Levey, who was the architect of Washington’s sanctions program against Iran, left the Treasury in 2011, taking a position as an adjunct senior fellow at the Council of Foreign Relations. The position at HSBC will be based in London, and he’ll report to Stuart Gulliver, the chief executive, according to a statement.

He served from July 2004 through February 2011 at the Treasury Department, and is credited by leaders of both major political parties with revolutionizing the use of financial warfare after the Sept. 11, 2011, attacks. His strategy focused on using international companies’ need for access to the U.S. financial system as leverage to gain their cooperation, a method echoed by his successor, David Cohen.

Levey will initially work with General Counsel Richard Bennett, who will be retiring from the bank after 33 years.

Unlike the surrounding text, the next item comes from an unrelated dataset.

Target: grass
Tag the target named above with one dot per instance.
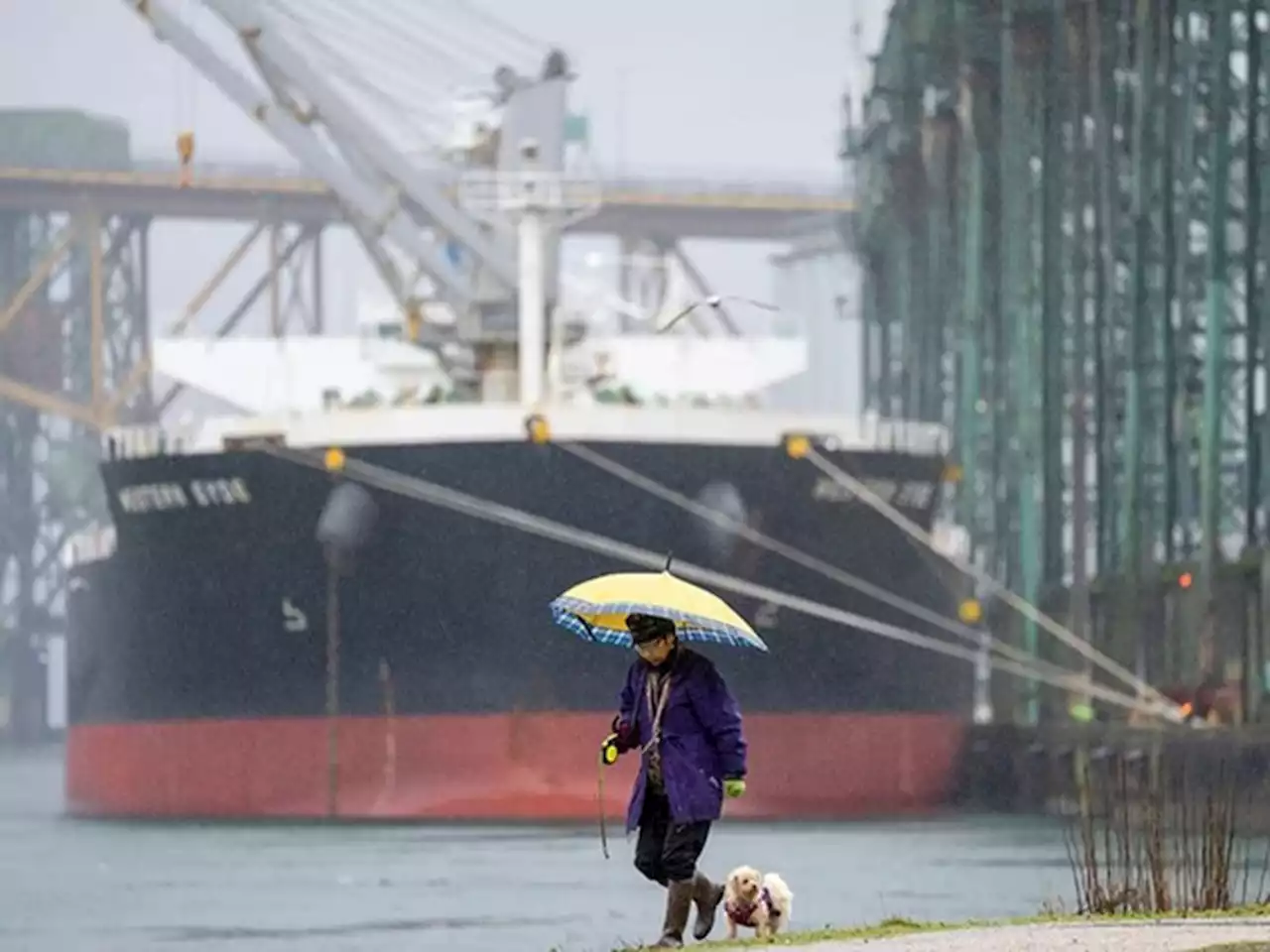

Banks have been under pressure recently to ratchet up their internal controls governing money-laundering and sanctions compliance, due in part to the measures taken under Levey’s direction at the Treasury Department.

HSBC’s North American unit, for example, was ordered in October 2010 by U.S. authorities to beef up its risk management procedures after an investigation found them to be subpar. At the time, the agreements carried no fine but regulators said HSBC could still face civil penalties in the future.

Other banks such as JP Morgan Chase, Barclays PLC, Lloyds Banking Group PLC and Credit Suisse Group AG have paid multimillion-dollar fines in recent years to resolve sanctions issues with Treasury.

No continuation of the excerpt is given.